In my opinion, the packages shipped with Ubuntu-server are pretty solid. No
comment about the desktop version though, since I don't use it.

------
byoogle
Cool project, OP (I couldn’t actually get things up and running but filed a
bug with details).

If you want to do a v2 (or somebody else is looking for a project), try
extending Google’s autoupdater (Omaha):
[https://code.google.com/p/omaha/](https://code.google.com/p/omaha/). The
client is open source, the client-server protocol is documented
([https://code.google.com/p/omaha/wiki/ServerProtocol](https://code.google.com/p/omaha/wiki/ServerProtocol)),
but an open-source server implementation is missing.

------
dsl
I highly recommend Chromatic if you are a Mac user.

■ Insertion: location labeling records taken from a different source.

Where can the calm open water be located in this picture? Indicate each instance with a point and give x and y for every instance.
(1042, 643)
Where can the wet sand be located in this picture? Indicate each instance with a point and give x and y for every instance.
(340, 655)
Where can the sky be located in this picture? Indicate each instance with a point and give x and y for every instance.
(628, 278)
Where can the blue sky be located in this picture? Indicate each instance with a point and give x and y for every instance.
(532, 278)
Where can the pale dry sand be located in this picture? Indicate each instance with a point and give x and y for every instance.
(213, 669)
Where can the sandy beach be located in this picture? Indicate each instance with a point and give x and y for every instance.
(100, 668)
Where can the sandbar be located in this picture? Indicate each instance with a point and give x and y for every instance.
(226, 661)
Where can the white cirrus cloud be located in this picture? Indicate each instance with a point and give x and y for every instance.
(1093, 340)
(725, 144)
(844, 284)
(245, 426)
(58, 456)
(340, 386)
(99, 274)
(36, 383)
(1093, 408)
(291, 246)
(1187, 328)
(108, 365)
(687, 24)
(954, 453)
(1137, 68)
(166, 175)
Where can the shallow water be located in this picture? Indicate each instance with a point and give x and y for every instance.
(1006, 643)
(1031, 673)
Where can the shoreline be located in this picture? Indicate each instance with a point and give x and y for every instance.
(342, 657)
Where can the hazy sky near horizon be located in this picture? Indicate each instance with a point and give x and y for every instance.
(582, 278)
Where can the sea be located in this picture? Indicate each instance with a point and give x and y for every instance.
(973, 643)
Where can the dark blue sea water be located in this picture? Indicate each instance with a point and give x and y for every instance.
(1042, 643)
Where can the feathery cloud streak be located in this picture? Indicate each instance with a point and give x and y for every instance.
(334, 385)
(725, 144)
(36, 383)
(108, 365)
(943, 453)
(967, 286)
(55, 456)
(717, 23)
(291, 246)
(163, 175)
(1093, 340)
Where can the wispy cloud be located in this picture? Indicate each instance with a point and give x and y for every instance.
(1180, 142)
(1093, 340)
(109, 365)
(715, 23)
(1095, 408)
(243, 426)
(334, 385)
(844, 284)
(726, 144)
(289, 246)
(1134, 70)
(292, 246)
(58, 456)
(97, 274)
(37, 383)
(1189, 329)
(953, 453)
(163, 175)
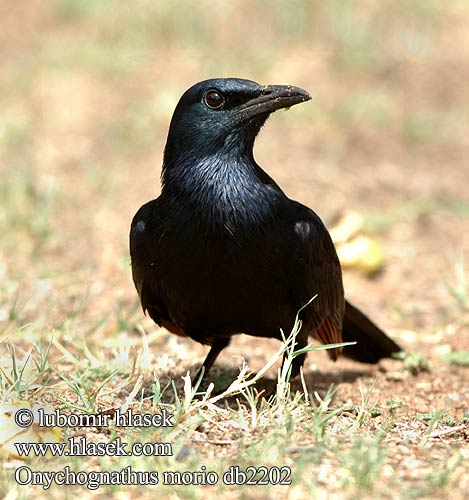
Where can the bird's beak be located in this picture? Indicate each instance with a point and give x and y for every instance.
(271, 98)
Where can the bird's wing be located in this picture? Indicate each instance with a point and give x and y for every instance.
(319, 268)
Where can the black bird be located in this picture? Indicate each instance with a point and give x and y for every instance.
(224, 251)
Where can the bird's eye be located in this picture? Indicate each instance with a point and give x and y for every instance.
(213, 99)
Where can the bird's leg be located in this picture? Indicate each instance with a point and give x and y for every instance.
(217, 346)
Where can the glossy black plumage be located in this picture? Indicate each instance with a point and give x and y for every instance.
(223, 250)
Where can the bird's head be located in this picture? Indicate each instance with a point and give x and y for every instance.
(224, 114)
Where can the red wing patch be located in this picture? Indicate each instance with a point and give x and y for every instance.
(172, 328)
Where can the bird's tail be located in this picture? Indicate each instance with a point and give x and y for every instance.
(372, 343)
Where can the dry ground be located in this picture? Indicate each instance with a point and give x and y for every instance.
(87, 91)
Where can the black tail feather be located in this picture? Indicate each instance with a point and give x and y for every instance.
(372, 343)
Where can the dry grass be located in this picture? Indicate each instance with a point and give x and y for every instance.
(87, 91)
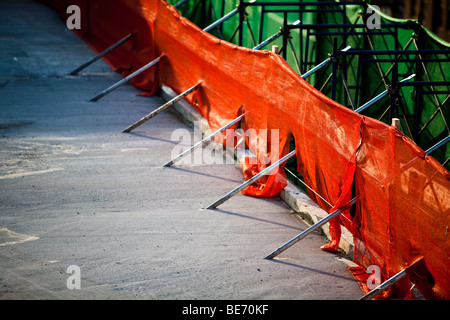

[https://mrgeckosmedia.com/applications/info/Chromatic](https://mrgeckosmedia.com/applications/info/Chromatic)

------
Lx1oG-AWb6h_ZG0
Why is Pepper Flash dismissed so handily in tech circles? It is ridiculously
better than Adobe's version, in every aspect. Even with click-to-play enabled,
lots of sites still continue to use flash, so how can anyone justify using
Adobe's sleazy bug ridden updater?

------
JelteF
I have a ninite executable in my startup filder, so about all my software gets
updated automatically. [https://ninite.com](https://ninite.com)